[whatwg] Getting .innerHTML in XML well-formedness issues

On Fri, 15 Jun 2007 01:02:49 +0200, Ian Hickson <ian at hixie.ch> wrote:

> On Fri, 27 Oct 2006, Simon Pieters wrote:
>>
>> The spec says that getting .innerHTML in XML must return a
>> namespace-well-formed XML representation of the element or document. [1]
>> But what should happen when the DOM isn't namespace-well-formed and it
>> can't be fixed by namespace prefix rewriting?
>>
>> E.g., when the DOM contains any of the following?:
>>
>>   * A ProcessingInstruction node containing ?>
>>   * A Comment node containing -- (or ending with -)
>>   * A CDATASection node containing ]]>
>> [ * A processing instruction with the target "xml"
>>     (in any case combination)? ]
>> [ * Or colons in local names or processing instruction targets? ]
>
> ...or a DOCTYPE whose publicId or systemId parts contain both " and '
> characters.
>
> I've made the spec say that you raise an exception in those six cases.
>
>
>> DOM3 Core says that they "must generate a fatal error during
>> serialization" (or, for the CDATA case, "the cdata section must be
>> splitted before the serialization").
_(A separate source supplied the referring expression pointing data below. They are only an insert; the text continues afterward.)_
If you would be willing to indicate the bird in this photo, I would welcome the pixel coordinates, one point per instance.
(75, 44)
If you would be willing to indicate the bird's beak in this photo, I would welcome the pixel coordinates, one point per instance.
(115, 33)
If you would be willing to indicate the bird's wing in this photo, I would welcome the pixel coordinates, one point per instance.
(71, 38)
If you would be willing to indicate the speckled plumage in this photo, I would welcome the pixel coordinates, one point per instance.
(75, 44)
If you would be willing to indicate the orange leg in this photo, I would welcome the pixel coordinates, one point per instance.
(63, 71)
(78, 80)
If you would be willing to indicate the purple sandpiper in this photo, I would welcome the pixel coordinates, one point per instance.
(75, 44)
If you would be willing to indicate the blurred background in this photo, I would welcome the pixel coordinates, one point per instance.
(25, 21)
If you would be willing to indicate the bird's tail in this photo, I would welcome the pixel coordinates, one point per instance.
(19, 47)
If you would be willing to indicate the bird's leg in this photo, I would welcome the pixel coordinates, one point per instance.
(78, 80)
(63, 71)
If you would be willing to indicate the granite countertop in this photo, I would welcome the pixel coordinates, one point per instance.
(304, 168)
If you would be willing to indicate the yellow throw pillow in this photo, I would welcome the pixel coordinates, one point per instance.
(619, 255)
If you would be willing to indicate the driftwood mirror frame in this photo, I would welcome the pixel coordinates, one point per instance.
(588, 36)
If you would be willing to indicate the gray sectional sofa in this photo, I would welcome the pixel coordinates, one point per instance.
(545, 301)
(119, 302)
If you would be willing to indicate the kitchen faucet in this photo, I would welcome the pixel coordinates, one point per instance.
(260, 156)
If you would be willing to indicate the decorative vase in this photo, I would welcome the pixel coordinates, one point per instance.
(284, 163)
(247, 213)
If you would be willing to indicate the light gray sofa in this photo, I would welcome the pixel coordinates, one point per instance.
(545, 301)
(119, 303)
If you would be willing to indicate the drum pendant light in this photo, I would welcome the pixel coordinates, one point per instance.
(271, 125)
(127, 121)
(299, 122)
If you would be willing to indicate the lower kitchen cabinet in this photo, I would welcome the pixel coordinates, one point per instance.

Does that mean raise a SYNTAX_ERR
>> exception?
>
> I used INVALID_STATE_ERR, not SYNTAX_ERR (it's the reverse of a syntax
> error).
>
>
>> What about when there are illegal characters?
>
> The DOM doesn't let you create those cases.

Sure it does. e.g. the DOM allows e.g. control characters in various  
places that XML doesn't. I haven't looked into every production in XML to  
see if it differs from the DOM, but I guess you can spec something that is  
catch-all, like "if the node contains a character that isn't allowed  
according to the corresponding XML production" or some such... though  
listing all cases is nicer.

> I'm tempted to allow the serialisation of PIs with the name "xml", and to
> allow the splitting of CDATA blocks with ]]>. Opinions?

The former wouldn't result in well-formed XML, but the latter is cool.

-- 
Simon Pieters

Received on Tuesday, 10 July 2007 08:09:45 UTC